A member of the Libyan High Council of State (HCS), Idriss Boufayed, said that peaceful demonstration is a guaranteed right for all. He indicated that everyone would like to put pressure on the Presidential Council to bypass the two legislative bodies of the current legislative failure.
In press statements, Boufayed said, “we demand the Presidential Council to issue decrees with the force of law to organize the upcoming general elections.”
Regarding the current demonstrations and those behind them, he indicated that “it is not clear yet, and it is unlikely that they will continue or actually have the ability to bring down the current bodies.”
Notably, Libyan cities witnessed several large-scale protests that started last Friday, calling for the downfall of all government bodies and institutions and the departure of mercenaries. They expressed their rejection of the poor living situation, political division and the lack of services.
On Saturday, Libyan activists vowed to continue their protests until “all the ruling elites step down from power.” They asserted that they would escalate their campaign by setting up tents in city squares and declaring civil disobedience until their goals were achieved.
The demonstrations in Libya included the capital, Tripoli, and a number of major cities in the West, East and South of the country. Angry protesters set fire to the headquarters of the Libyan Parliament in Tobruk, after storming its main gate.
These protests received wide international reactions.
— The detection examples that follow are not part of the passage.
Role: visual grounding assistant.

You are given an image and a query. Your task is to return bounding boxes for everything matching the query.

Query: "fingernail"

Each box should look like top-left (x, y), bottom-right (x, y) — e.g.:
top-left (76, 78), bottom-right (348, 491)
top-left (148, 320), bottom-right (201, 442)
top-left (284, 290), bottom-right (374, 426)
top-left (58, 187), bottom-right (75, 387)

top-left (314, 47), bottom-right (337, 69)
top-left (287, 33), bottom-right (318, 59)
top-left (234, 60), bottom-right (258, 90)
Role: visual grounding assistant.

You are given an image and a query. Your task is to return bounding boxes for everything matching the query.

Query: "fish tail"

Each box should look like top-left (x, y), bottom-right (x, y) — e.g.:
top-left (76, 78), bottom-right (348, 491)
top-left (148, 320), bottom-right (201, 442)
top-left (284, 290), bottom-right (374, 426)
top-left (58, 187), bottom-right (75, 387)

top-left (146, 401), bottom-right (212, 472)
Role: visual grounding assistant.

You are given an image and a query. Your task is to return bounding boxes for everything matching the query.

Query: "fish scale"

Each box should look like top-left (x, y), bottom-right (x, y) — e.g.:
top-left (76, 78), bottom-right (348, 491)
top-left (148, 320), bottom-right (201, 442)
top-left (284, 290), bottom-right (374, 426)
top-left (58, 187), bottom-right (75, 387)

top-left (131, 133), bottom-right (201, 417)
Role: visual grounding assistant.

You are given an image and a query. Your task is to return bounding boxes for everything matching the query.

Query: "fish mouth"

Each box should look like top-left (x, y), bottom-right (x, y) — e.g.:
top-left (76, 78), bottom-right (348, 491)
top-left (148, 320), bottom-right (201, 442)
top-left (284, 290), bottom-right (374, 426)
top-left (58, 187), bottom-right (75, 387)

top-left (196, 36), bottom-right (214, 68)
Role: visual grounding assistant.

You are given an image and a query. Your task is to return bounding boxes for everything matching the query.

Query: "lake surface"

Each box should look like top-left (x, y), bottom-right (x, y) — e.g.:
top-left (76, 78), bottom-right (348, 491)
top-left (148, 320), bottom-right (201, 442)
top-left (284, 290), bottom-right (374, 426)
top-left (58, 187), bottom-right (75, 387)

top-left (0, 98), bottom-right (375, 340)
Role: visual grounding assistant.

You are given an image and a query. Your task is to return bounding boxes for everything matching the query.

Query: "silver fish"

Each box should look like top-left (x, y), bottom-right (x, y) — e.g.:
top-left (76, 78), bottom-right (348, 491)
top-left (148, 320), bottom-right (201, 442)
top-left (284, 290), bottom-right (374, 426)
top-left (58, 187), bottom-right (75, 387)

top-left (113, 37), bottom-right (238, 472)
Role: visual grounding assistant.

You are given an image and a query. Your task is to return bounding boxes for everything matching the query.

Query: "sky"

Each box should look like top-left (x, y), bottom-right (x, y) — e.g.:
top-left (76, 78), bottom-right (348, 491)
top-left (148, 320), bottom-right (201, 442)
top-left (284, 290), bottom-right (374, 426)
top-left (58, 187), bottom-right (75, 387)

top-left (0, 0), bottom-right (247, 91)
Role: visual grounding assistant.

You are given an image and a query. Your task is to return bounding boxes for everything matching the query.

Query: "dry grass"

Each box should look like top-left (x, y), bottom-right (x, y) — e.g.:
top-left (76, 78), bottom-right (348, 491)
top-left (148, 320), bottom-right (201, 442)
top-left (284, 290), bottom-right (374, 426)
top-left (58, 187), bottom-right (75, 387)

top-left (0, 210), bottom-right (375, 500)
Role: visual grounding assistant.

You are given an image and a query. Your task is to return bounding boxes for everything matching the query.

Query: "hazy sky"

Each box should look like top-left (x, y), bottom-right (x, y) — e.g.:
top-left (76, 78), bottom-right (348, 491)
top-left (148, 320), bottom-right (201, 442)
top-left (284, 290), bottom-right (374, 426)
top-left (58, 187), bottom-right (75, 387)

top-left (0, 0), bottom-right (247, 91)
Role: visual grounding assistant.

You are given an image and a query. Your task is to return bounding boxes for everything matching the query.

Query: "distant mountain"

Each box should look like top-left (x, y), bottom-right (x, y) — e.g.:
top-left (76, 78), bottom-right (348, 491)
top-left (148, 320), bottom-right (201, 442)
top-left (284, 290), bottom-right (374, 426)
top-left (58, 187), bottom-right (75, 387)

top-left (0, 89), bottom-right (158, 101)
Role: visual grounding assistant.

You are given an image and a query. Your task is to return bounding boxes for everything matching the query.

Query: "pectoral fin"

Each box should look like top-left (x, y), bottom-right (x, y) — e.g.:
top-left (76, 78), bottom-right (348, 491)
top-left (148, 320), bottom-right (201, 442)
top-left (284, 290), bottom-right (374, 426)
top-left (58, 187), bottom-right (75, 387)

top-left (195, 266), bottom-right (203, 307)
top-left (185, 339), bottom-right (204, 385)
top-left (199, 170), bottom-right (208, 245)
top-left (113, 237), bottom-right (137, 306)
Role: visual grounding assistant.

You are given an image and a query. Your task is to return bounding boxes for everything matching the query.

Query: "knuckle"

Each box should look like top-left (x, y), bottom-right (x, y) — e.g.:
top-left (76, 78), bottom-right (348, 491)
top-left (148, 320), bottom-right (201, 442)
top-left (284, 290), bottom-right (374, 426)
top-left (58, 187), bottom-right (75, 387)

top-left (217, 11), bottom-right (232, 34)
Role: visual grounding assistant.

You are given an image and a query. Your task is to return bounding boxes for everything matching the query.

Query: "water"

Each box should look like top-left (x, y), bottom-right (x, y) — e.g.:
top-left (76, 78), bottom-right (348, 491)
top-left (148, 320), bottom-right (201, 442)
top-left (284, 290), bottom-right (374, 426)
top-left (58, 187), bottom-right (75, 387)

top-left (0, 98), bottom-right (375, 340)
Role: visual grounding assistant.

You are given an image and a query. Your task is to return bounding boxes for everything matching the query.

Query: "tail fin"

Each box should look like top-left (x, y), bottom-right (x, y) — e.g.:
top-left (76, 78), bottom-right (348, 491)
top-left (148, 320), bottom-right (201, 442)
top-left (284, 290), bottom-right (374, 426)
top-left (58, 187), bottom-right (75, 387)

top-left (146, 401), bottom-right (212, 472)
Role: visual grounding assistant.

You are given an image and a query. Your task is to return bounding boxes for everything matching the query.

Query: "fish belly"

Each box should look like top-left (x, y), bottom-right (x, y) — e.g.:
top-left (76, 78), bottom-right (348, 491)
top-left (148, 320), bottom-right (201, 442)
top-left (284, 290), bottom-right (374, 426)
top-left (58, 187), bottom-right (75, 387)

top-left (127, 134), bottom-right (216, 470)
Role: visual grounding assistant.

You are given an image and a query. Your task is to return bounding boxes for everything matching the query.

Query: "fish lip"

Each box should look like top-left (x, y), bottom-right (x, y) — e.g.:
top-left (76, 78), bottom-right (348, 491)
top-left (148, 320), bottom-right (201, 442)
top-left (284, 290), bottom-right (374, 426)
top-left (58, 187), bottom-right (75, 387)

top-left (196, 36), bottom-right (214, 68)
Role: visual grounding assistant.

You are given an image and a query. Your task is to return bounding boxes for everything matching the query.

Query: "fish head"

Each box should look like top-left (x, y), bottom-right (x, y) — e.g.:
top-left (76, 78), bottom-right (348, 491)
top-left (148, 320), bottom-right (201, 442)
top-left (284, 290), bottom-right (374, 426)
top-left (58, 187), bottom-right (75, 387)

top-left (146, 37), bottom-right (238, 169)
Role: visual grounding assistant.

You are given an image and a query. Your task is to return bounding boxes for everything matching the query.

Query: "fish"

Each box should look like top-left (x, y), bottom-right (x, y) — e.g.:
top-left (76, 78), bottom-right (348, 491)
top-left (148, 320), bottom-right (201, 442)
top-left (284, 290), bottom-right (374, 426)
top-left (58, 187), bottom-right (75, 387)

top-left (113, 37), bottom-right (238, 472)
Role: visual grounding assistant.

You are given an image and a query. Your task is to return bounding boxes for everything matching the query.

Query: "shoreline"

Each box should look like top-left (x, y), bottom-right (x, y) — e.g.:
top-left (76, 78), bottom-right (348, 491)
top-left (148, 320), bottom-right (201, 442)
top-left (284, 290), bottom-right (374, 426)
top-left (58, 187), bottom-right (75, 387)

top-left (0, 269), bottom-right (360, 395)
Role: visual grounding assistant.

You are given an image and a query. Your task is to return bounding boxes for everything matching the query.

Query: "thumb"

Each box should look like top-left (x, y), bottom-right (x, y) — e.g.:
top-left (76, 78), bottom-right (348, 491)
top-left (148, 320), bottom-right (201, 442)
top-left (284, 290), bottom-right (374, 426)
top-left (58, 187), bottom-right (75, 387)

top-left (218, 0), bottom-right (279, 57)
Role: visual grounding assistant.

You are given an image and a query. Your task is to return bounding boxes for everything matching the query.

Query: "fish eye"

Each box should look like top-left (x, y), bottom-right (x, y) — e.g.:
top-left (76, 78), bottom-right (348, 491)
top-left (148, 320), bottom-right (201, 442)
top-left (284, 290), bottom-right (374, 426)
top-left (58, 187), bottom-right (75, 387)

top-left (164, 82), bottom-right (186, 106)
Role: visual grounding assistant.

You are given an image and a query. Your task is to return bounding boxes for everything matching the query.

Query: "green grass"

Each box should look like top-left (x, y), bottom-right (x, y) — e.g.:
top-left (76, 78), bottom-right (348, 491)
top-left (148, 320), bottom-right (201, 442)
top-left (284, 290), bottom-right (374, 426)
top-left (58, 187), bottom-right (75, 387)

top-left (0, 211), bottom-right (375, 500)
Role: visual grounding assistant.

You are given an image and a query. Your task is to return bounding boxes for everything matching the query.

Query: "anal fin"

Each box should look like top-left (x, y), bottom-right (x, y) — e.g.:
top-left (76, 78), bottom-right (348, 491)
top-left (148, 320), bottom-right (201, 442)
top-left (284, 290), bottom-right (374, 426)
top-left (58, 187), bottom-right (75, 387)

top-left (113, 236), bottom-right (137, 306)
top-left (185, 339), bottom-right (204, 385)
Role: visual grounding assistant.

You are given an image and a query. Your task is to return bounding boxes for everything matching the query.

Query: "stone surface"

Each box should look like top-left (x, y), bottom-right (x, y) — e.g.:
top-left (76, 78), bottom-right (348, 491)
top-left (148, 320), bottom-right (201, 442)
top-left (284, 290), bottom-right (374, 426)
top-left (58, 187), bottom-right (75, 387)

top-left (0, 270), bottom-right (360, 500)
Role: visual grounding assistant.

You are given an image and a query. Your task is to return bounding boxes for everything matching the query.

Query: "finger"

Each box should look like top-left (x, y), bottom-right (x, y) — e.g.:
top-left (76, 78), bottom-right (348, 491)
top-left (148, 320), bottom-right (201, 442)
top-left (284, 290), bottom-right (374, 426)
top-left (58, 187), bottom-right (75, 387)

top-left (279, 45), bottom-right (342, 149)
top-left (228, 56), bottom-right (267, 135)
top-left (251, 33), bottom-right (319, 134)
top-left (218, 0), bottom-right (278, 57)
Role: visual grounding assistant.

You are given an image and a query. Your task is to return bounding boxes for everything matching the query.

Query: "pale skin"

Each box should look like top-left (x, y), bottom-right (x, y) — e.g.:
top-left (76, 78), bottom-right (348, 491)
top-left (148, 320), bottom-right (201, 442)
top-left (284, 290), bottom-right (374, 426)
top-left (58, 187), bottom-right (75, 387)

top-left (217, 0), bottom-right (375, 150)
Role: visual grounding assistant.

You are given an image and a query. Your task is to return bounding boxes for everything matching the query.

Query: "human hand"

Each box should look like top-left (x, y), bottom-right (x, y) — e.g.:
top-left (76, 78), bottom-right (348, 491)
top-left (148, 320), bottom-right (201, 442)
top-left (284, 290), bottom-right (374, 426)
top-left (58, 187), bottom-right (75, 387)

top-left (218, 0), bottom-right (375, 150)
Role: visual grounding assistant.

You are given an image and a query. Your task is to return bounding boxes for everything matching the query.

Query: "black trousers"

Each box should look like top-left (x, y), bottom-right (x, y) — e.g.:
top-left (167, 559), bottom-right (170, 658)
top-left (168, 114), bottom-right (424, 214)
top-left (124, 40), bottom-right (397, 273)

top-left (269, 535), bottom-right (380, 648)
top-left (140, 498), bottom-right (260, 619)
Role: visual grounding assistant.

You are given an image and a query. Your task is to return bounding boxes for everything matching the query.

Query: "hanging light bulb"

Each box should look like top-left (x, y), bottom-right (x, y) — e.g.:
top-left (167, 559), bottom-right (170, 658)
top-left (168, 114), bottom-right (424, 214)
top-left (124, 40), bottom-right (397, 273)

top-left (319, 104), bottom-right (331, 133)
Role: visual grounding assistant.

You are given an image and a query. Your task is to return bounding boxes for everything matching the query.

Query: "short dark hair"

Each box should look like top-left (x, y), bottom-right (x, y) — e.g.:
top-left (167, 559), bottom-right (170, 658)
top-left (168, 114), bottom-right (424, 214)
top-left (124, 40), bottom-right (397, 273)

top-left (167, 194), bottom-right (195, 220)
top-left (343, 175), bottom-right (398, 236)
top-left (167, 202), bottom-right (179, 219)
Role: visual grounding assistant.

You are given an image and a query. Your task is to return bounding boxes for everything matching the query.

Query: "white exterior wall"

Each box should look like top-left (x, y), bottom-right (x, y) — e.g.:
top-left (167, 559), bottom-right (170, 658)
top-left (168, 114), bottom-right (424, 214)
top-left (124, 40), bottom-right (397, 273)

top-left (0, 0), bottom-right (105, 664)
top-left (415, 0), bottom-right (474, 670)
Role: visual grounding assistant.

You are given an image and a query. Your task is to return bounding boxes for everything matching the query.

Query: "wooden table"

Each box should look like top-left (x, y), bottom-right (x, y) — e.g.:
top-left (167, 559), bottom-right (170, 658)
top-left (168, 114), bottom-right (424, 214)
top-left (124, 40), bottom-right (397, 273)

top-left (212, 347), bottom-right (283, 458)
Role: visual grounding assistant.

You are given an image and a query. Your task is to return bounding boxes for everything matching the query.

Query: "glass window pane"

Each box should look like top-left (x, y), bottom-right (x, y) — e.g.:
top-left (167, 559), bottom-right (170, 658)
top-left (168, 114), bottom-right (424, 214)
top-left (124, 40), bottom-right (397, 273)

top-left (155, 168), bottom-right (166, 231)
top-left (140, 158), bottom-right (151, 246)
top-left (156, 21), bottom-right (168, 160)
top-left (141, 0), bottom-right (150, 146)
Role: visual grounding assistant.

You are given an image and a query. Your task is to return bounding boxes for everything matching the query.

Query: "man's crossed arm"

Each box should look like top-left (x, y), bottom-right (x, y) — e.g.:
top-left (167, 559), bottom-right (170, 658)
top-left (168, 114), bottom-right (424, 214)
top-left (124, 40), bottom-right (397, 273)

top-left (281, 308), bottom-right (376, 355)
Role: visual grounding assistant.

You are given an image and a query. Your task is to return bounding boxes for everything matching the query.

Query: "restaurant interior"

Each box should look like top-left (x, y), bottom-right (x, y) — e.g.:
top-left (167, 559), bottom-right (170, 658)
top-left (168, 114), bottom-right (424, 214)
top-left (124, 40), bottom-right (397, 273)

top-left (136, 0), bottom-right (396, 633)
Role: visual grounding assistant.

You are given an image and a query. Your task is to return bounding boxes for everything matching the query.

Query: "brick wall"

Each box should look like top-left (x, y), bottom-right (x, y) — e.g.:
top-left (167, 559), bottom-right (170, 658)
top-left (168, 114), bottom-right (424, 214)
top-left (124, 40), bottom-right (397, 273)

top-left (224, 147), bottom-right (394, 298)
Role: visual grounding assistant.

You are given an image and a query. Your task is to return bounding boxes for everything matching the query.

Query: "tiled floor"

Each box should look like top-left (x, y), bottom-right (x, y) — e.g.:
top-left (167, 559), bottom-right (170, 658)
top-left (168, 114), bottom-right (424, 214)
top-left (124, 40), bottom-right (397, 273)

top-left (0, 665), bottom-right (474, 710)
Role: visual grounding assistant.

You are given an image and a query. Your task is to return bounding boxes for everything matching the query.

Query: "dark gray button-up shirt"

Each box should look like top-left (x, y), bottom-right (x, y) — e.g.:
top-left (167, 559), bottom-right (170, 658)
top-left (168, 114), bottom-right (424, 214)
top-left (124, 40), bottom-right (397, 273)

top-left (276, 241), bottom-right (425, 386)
The United Nations (UN) called for calm, adding that “the time has come to listen to the demands of the Libyan youth.” The United States (US) also expressed deep concern about the political, economic and financial stalemate that led to scenes of unrest in Libya.
These protests had several reasons, which prompted the demonstrators to take to the streets to express their rejection of the ruling system and the policies in which the country is run, raising many demands, on top of which is solving the electricity crisis and improving the living situation.